見たところ、ここは森の中みたいだけど…別に気配はなさそう。来て早々、戦い方も分かんないのに、バトルとなったら命が危ないからね…
えーと、ゲームだったら、ここでパートナーとなるポケモンと出会って、いろいろしていくはずだけど……やっぱ、ゲームと現実は違うか。
…ん?待てよ?もし、ゲームの通りなら、私はポケモン化して──────
「ぎゃあああああぁぁぁぁ!!」
手が!手が、肉球になってる!尻尾も生えて…耳が頭にある…!何か違和感を感じると思ったら、自分がポケモンになっていたからだったんだ!
えーとえーと、確か自分がなってしまったポケモンの名前は…この容姿からして、リーフィア…かな?
ああああ、嬉しいんだけど喜べない!だって、人間の世界には帰れないし、大きな使命まで持たされたし……決して良いこととは言えない。
…と言うか、これからどうすればいいんだろう…?あの身勝手な声は何も教えてくれなかったし、この先ずっと絶望的だー…うあああぁぁ……
「ねえ、貴方!」
「はいぃ!?」
いきなり話しかけられたからビックリした…えっと、このポケモンは…グレイ、シア?
「さっき悲鳴を上げてたのって貴方でしょ?どうかしたのかと思って、駆けつけたんだけど…」
さっきの悲鳴?そんなものあげた覚えは───────あっ…(察し
「…大丈夫そうね。なら、貴方に用はないから、私はこれで。気をつけてねー」
おおぅ…あっさりとしてる…って、行かせちゃ駄目だ!やっと(安心できる)ポケモンと出会ったのに、みすみす逃してちゃ、この森から出られなくなっちゃう!さあ、声をかけるんだ自分!
「あ、ちょっ…待って!」
「?」
グレイシアは、頭にハテナマークを浮かべたような表情で振り向いてくれた。ああ、そうだ。言わないと!
「え、えっと、この森の出口知りませんか…っ!?」
あ、何かちょっと必死な言い方になっちゃった…ポケモンと話すのなんて、初めてだし…いや、当たり前か。
「…あら。もしかして貴方、この森で迷ったの?方向音痴なのかしら。」
方向音痴じゃないし、これはあの身勝手な声が知らない森に私を落とした(?)から。せめて何処かの町付近で倒れさせてほしかった…

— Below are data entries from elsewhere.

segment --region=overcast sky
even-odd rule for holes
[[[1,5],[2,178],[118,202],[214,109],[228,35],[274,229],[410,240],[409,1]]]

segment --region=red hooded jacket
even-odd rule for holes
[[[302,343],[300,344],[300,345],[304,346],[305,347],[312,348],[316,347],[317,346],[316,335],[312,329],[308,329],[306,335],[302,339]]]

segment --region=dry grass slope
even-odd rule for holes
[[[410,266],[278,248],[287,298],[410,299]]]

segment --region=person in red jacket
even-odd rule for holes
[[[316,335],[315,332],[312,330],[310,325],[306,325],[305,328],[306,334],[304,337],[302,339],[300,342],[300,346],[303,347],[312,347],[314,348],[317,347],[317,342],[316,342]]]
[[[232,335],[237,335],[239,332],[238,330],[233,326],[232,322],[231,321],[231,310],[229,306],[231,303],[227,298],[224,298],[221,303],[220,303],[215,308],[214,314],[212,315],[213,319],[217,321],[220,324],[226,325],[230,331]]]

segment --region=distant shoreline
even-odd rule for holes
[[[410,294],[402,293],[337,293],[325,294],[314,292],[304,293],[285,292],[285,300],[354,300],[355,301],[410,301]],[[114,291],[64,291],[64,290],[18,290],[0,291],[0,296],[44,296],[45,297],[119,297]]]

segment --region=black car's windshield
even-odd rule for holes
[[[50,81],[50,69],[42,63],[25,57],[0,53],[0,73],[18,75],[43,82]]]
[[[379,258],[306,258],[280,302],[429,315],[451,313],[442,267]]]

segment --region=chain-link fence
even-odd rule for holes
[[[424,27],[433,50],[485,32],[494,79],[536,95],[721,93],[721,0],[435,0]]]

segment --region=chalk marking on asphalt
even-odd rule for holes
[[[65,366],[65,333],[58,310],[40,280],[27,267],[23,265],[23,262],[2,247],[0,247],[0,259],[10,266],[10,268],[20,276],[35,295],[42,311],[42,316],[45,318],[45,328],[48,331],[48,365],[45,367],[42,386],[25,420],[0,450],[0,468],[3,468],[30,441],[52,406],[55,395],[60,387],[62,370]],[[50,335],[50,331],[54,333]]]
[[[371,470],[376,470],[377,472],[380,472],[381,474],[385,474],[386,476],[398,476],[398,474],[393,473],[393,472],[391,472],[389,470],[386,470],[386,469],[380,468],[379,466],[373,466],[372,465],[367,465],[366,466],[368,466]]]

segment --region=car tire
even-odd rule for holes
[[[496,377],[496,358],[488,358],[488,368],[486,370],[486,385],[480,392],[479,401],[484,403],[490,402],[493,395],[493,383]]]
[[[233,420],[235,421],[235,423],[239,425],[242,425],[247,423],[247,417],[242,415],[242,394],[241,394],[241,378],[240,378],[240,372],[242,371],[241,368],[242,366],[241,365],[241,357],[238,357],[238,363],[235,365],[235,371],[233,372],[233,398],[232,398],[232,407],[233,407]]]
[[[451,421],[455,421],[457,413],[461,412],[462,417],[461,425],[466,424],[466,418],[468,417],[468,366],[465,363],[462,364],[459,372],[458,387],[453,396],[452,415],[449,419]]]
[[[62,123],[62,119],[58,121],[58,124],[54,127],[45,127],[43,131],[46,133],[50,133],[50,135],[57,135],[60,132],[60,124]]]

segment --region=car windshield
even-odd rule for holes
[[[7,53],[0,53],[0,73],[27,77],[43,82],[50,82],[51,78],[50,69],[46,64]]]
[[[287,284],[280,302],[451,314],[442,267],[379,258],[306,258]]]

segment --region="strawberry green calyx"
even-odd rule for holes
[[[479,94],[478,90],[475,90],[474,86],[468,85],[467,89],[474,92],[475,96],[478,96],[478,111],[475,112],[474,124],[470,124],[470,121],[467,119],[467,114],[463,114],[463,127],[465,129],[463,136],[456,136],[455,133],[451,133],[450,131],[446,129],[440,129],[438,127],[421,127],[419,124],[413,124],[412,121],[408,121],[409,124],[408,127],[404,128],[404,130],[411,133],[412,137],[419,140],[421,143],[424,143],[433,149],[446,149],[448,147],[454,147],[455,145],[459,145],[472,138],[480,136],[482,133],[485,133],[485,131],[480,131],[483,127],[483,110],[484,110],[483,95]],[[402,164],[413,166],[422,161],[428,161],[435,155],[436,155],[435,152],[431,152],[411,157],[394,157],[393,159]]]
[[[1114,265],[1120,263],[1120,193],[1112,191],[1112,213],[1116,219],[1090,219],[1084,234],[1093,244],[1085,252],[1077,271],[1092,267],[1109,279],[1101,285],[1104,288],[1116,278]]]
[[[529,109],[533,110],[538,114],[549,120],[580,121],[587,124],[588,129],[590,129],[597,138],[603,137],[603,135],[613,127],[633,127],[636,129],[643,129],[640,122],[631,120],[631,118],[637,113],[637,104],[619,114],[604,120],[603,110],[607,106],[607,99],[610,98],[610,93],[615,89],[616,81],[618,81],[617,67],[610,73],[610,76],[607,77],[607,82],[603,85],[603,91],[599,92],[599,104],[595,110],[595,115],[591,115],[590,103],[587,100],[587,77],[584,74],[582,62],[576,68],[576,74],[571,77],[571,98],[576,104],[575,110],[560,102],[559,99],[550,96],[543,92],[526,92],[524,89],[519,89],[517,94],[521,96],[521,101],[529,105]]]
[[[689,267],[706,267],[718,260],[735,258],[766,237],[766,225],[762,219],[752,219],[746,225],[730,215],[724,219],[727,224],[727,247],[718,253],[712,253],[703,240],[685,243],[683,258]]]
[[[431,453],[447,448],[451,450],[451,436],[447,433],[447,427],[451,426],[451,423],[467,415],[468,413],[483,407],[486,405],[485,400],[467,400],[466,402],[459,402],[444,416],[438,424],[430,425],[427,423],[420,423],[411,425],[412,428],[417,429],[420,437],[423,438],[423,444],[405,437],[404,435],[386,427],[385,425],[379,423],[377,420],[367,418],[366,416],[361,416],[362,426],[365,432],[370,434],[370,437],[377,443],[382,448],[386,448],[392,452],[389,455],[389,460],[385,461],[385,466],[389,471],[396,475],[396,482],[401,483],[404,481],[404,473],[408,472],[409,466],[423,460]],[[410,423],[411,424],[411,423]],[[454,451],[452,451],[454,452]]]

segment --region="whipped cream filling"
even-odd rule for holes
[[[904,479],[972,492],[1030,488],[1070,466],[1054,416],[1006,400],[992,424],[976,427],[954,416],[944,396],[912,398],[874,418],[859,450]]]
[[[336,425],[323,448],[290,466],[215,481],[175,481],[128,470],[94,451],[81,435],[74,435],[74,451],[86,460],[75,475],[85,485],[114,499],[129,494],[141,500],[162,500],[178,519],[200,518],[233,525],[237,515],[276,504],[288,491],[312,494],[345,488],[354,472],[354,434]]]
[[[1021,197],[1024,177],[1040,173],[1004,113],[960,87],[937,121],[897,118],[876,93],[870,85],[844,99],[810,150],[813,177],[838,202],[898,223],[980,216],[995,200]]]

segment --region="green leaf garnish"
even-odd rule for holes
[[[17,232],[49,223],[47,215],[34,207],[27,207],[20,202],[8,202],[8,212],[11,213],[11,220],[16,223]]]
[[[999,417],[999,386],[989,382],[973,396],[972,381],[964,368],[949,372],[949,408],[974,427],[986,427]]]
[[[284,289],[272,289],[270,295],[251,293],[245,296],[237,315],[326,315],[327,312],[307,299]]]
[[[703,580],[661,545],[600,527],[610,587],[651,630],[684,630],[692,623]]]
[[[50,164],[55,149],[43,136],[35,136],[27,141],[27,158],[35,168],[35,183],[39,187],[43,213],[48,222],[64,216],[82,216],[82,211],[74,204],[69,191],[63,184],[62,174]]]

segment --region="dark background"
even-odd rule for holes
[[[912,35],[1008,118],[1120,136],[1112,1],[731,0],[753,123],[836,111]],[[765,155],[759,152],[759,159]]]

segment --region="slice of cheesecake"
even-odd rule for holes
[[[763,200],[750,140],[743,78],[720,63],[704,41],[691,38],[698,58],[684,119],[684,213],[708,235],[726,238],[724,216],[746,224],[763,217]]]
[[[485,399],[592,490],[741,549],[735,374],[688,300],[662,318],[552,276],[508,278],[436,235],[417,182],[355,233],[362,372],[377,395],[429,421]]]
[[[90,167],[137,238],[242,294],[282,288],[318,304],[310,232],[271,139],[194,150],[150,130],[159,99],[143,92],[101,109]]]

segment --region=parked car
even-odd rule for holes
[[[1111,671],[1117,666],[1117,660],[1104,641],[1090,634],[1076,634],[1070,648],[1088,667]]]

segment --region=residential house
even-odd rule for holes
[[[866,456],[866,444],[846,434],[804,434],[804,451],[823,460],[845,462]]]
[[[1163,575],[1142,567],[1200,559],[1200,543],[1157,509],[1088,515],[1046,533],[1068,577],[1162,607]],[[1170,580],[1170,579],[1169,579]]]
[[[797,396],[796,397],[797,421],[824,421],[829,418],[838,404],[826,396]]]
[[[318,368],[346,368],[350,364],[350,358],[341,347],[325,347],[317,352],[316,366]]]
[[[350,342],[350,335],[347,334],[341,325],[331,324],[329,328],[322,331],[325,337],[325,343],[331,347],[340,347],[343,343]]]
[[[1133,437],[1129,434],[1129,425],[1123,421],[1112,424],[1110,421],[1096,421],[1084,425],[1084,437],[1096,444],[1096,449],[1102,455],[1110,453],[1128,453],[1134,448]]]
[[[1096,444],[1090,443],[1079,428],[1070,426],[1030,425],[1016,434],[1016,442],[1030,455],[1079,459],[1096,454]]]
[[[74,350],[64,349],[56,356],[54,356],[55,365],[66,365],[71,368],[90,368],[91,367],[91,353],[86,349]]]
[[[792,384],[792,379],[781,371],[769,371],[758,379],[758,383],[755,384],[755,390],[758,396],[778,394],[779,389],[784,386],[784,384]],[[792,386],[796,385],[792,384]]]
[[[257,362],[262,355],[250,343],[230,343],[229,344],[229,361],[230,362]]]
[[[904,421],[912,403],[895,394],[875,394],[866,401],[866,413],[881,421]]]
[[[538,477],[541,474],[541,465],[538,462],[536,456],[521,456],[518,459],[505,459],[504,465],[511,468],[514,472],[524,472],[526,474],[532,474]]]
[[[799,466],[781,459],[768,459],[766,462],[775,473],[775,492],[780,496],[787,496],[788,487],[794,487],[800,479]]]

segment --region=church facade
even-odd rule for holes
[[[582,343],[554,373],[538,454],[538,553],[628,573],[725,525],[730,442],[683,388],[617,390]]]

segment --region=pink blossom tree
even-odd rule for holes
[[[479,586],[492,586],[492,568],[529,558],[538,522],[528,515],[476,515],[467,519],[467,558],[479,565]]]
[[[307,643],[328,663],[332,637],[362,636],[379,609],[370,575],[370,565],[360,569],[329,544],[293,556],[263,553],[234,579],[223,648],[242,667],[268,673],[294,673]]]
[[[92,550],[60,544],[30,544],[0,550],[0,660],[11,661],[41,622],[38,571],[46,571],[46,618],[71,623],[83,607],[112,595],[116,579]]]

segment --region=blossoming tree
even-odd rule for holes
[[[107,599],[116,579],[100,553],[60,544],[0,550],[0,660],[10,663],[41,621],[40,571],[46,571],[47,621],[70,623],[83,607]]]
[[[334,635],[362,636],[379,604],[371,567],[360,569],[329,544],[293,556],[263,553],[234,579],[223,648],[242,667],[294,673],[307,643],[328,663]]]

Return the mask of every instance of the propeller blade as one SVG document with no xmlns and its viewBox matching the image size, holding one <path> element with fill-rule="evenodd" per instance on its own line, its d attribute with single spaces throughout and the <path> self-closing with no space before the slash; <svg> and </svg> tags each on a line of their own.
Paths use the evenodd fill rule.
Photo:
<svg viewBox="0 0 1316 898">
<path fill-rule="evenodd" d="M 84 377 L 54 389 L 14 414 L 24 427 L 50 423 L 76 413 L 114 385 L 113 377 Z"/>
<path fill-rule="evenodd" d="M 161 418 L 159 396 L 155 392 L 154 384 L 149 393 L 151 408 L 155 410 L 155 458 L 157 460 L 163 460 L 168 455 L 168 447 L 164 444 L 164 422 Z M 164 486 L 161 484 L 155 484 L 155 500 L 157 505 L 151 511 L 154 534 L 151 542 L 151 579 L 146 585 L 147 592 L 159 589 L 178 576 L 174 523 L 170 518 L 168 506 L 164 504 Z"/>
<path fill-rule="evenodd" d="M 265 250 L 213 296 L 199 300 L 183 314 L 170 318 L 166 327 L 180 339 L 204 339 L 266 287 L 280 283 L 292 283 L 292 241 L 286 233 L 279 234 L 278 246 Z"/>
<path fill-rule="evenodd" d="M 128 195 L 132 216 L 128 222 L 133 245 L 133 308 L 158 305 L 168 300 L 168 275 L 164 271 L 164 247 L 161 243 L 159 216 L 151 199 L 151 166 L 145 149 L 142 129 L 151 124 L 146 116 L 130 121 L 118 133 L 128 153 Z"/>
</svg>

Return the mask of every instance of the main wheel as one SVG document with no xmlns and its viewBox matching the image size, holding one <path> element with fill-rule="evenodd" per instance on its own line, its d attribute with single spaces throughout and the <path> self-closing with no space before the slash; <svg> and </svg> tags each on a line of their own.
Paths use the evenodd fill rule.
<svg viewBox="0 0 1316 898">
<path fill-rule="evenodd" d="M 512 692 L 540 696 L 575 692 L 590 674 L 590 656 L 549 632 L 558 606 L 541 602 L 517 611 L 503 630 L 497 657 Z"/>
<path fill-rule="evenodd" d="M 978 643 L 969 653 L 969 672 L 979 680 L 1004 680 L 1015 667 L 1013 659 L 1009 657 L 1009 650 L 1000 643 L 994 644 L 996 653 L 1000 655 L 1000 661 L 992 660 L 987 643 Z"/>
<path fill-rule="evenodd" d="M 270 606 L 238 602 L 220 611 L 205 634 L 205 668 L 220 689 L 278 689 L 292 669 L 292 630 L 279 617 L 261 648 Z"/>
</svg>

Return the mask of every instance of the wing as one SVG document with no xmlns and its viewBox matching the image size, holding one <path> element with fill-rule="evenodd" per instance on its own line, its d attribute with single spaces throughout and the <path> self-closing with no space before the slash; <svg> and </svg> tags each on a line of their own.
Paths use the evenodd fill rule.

「…まあいいわ。困ったポケモンを助けるのが私の仕事ですもの。さあ、付いてきて。」
「あ…ありがとうございます…!」
今、絶望が希望へと変わった!
…大袈裟じゃないからね!
──森の出口──
「さあ、着いたわよ。これでもう大丈夫でしょう?もう夕方だし、早く家に帰りなさい。」
ひぃ…ふぅ……キツい…こんなに出口が遠いなんて聞いてないよ……とにかく出られたのは嬉しいけど…
ん?夕方?
あ、本当だ。…家、か…どうしよう…もう野宿するしかないな自分。
「…あら?どうしたの。もしかして出る方向、間違えちゃったかしら…?」
「い、いやいや!別に間違ってませんよ!アハ、アハハハ…」
「……?」
物凄い疑いの目で見られてる…そんなに嘘付くの下手だったか自分…
「…!ああ、貴方、もしかして……」
え!?わ、分かっちゃった!?本当に嘘付くの下手くそだな私!もっと上手くなれよっ!
「旅してるんでしょ!ね?だから家に帰りなさいって言われて戸惑ってたのね。」
「え!?…あ、は、はい!そうです、その通りです!!」
よかったー…あのグレイシアさんにお世話になるわけにはいかないもんね。きっと迷惑になるだろうし。手伝いできることも少ないしね…
「で、旅ポケさん。」
旅ポケ!?…あ、そうか。この世界ではそうなんだね…私の世界で言えば、『旅人』と同義語なのかな。
うん、きっとそうだ。
「そう言えば、今日は何処で泊まるの?荷物も持ってないようだし、野宿するつもりではないわよね。」
「うっ!?…ん、んんー…あー、はい。そうです、何処かに泊まるんですよー。ハハハ…」
どうしよう誤魔化しきれない…でもまあ…ギリギリまで隠すか……
「そう!じゃあどこで泊まるのかしら?私、ずっと旅に憧れてて、一目でも旅してるポケモンが見たかったの!ねえ、教えてくれるかしら?」
「え…えーと……ま、まだ決まってないんですよー」
ぎこちない……
「あら、そうだったの?ごめんなさいね。じゃあ、今晩は私の家で泊まったらどうかしら?十分にもてなしてあげるわよ。」
「え!?で、でも、失礼…ですし、迷惑かけちゃうだろうし……」
「いいのいいの!私の好意なんだから。素直に受け取って!ね?」
「え……あー…ええっと…はい、じゃあ…お願いします……」
グレイシアさんの押しに負けた…しかも、何だか騙すような形にまでなっちゃったし……
…あ、待てよ?旅…そうだ!旅!これなら、世界を救うほどの強さになれる(多分)だろうし、人材も集められるはず!頭は良くないが思い出したぞ私!
…とにかく、なるべく迷惑にならないように泊まらせてもらって、次の日に朝早くから出発しよう。そうしたら、あのグレイシアさんにあまり負担をかけることもないだろうしね。
「じゃあ、これから私についてきてね。案内してあげるから。」
「あ、はい。ありがとうございまーす…」
…その前に、心配な一晩が始まりそうです。